Figure 1. Structure, biological activity and stereoselectivity of PTC299.

(A) Chemical structure of PTC299, the 1S configuration and the inactive R enantiomer, PTC-371. (B) PTC299 inhibits hypoxia-induced VEGFA expression in HeLa cells. Results are expressed as the percent inhibition of hypoxia induced VEGFA production relative to vehicle-treated controls. Hypoxia (1% oxygen) induced VEGFA production is measured by subtracting the VEGFA produced under normoxic conditions (21% oxygen) from the levels of VEGFA produced under hypoxia. Data are mean ± SD from a representative study (n = 3). (C) The VEGFA 5’-UTR is required for PTC299 inhibition of a V5-tagged VEGFA₁₆₅ protein production. HT1080 cells were stably transfected with the constructs shown in the diagrams on the top of the graph. The culture supernatant and cell lysates were collected for western blot after treatment with PTC299 or 0.5% DMSO control for 36 hours. (D) PTC299 selectively inhibits production of pulse ³⁵S labeled VEGFA. The VEGFA-V5 stable cell lines were treated with PTC299 (100 nM) for 8 hours and then pulsed/chased with ³⁵S-radiolabled methionine and cysteine for 4 hours prior to immunoprecipitation with V5 antibody. (E) PTC299 dose-dependently inhibits HT1080 tumor growth in mice.
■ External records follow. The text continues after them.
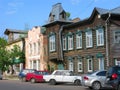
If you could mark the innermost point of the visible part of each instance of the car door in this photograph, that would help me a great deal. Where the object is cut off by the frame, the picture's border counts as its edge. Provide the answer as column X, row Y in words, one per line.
column 68, row 77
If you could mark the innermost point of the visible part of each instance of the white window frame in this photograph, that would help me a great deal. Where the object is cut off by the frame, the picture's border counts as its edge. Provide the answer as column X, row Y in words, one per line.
column 38, row 48
column 70, row 42
column 89, row 40
column 100, row 37
column 117, row 36
column 101, row 62
column 117, row 62
column 64, row 43
column 71, row 65
column 80, row 64
column 78, row 40
column 52, row 43
column 90, row 64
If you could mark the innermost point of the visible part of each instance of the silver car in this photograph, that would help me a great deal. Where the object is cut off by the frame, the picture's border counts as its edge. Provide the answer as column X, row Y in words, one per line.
column 95, row 80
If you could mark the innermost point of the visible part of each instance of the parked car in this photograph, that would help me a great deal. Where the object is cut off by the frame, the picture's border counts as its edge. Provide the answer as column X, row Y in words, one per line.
column 62, row 76
column 23, row 73
column 36, row 76
column 1, row 77
column 95, row 80
column 113, row 77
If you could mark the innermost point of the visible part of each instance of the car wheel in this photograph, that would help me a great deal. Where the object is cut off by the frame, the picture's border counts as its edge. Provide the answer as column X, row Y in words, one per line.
column 118, row 88
column 52, row 82
column 77, row 82
column 23, row 79
column 96, row 85
column 32, row 80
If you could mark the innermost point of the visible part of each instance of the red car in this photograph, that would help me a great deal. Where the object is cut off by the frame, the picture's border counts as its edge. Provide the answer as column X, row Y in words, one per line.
column 37, row 76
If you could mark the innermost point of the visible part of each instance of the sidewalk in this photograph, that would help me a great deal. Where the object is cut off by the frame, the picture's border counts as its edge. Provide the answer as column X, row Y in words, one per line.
column 11, row 77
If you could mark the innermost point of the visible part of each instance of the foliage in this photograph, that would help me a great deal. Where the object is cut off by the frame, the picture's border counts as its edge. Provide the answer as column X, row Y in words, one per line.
column 4, row 55
column 7, row 56
column 68, row 14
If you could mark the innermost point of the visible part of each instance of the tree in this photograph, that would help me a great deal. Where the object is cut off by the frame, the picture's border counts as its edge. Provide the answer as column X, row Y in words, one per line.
column 4, row 55
column 17, row 53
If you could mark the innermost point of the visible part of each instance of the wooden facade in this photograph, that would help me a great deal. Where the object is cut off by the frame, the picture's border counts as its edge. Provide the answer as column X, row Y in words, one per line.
column 86, row 59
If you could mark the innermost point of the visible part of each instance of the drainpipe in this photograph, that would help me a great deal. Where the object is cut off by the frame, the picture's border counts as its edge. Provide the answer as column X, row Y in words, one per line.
column 60, row 38
column 106, row 29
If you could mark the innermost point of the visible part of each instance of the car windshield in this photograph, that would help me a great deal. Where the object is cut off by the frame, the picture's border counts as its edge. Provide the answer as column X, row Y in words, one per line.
column 42, row 72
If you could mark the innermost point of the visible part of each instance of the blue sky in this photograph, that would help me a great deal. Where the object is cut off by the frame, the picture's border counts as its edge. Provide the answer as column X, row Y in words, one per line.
column 21, row 14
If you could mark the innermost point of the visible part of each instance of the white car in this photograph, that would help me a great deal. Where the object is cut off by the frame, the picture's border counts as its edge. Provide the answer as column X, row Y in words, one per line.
column 62, row 76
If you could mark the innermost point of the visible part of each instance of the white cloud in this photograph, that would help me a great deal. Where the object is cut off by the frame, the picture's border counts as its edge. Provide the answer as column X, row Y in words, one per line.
column 74, row 2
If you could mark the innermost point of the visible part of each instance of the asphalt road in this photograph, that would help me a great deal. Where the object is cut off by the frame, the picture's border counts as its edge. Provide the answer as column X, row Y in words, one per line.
column 18, row 85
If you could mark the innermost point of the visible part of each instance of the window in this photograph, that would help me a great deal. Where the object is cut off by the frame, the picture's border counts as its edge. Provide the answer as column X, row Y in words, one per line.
column 89, row 41
column 52, row 43
column 71, row 65
column 30, row 49
column 79, row 40
column 90, row 65
column 80, row 68
column 34, row 48
column 38, row 47
column 100, row 37
column 117, row 36
column 70, row 42
column 64, row 43
column 101, row 63
column 117, row 62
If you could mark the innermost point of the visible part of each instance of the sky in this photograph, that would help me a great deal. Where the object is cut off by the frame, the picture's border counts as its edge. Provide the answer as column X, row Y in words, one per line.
column 22, row 14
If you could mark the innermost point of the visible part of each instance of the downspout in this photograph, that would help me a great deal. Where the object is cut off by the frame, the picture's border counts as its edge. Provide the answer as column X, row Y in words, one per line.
column 60, row 38
column 106, row 29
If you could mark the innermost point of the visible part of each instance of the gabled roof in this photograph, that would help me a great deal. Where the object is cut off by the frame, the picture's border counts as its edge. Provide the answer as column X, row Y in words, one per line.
column 100, row 11
column 115, row 10
column 7, row 31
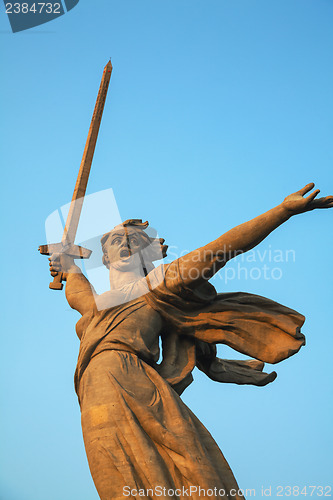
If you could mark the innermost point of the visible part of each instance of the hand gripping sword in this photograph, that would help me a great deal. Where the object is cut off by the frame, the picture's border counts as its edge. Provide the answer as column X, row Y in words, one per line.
column 67, row 245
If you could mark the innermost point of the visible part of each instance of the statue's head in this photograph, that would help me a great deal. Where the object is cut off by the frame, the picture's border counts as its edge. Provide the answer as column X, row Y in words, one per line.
column 128, row 245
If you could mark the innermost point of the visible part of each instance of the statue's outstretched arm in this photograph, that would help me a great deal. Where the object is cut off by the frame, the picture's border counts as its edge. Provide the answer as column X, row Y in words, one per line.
column 203, row 263
column 80, row 294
Values represent the average ± SEM of 10 mice per group. Compound or vehicle was orally administered twice daily (BID) as indicated in the graph. ** p < 0.001, One-way ANOVA test. (F) PTC299 reduces intra-tumor and serum levels of human VEGFA. Values represent the average ± SEM of 10 mice. One-way ANOVA test compared to vehicle, * indicates p < 0.05, ** p < 0.001. (G) PTC299 inhibits tumor angiogenesis, tumor sections were stained with anti-CD31 antibody.